Джейден покинул здание и направился к машине, несмотря на то, что его ноги казались ему бетонными. Было четыре часа, но покрытые грозовыми тучами небеса душили город, вынуждая садистский мрак быть таким абсолютным, что Норман почти верил в то, что пока он был внутри дома, ночь по ошибке опустилась на землю. Фонари уличного освещения уже зажглись: они создавали правильной сферической формы лужи из бронзы в тусклом окружении, подобно бледным репликам настоящего солнца.

Он поехал домой, пытаясь не признавать наличия в кармане своей куртки клокочущего пузырька с наркотиком. Молодой человек оставил машину на парковке снаружи жилого здания и направился внутрь, шоркая ногами и уставившись глазами в пол. Он хотел лишь улечься и пить до тех пор, пока не заснёт, но было похоже, что судьба припасла для него кое-что другое. В то время, как он приближался к двери своей студии, его взгляд сфокусировался на квадратном листе, расположенном почти под дверью.

Норман прочистил горло. Огляделся. Он присел на корточки, чтобы взять предмет, и удерживая его в согнутой руке, пока отыскивал ключи, понял, что это пакет, завёрнутый в дешёвую коричневую упаковочную бумагу. Войдя в тёмное убежище, коим был его дом, он закрыл дверь и включил слепящее освещение.

С небольшой тревогой, ключи были брошены и загремели от столкновения со стеклянной поверхностью. Джейден был занят тем, что глазами и руками исследовал прочную упаковку.

Его имя было напечатано на одной стороне, судя по буквам, на пишущей машинке, но помимо этого он не мог различить других опознавательных знаков. Обратного адреса не было. Это был маленький предмет с размерами, возможно соответствующими толстой, слегка деформированной книге. Норман знал достаточно о подозрительных посылках, чтобы быть настороже.

Должен ли я её открывать?

Вот когда он увидел это: единственное слово «Рейни», расположенное в самом нижнем углу.

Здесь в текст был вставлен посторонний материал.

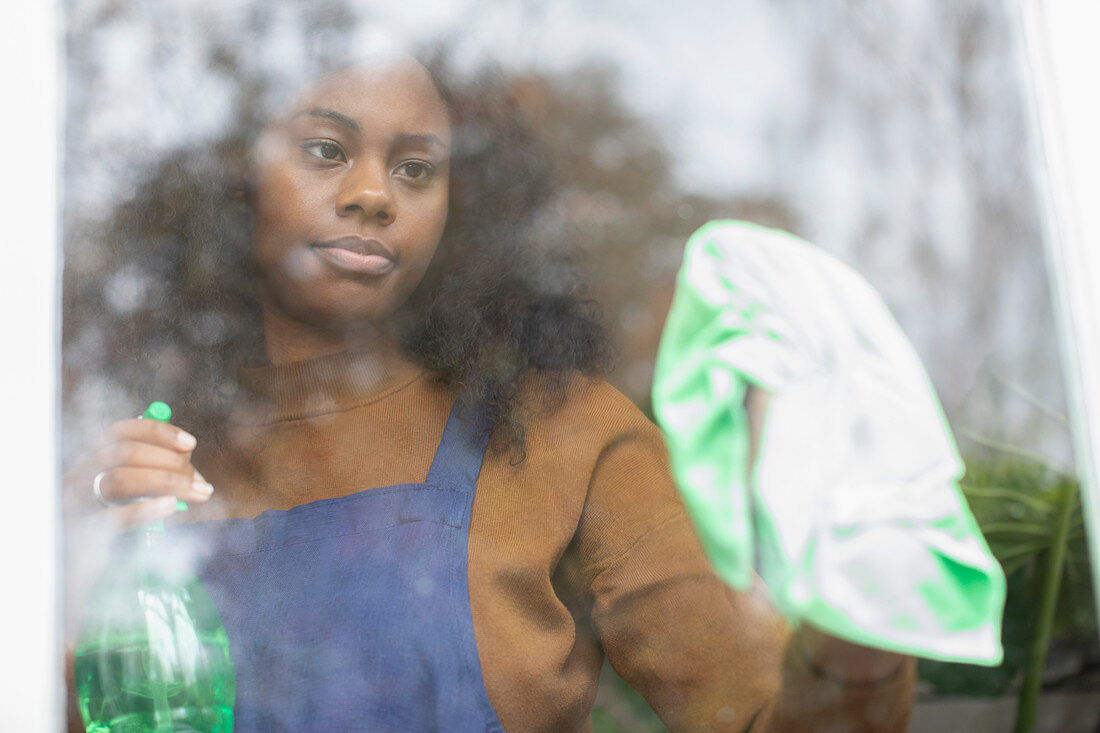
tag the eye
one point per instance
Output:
(416, 170)
(325, 150)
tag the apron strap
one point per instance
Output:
(458, 459)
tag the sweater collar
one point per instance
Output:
(323, 385)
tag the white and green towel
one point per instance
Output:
(853, 517)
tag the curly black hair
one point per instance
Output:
(493, 312)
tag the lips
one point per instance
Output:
(356, 255)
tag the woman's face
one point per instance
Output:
(351, 186)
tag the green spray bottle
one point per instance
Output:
(152, 655)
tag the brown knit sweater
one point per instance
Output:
(580, 550)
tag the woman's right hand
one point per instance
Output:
(143, 467)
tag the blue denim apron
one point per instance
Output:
(353, 613)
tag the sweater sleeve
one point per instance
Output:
(705, 657)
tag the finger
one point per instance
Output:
(125, 483)
(154, 431)
(142, 455)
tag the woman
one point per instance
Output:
(427, 512)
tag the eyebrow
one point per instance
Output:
(331, 115)
(426, 140)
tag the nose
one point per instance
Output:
(365, 192)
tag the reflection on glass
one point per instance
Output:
(889, 137)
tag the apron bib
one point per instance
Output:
(353, 613)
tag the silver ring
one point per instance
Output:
(97, 491)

Молодой человек испытал испуг столь великий, что это было сродни жизни, вышибленной из него, сам страх от чего проявился в виде конвульсии в его брюшной полости.

Хватит, хватит!

Больше суток он жил как недочеловек, увядая под бременем пропаганды, на которую он повёлся, а теперь источник его тревоги, его болезненного чувства неполноценности нашёл для себя второй выход. Это было словно предзнаменование мерзкого и презренного божества, никогда не просящего о поклонении.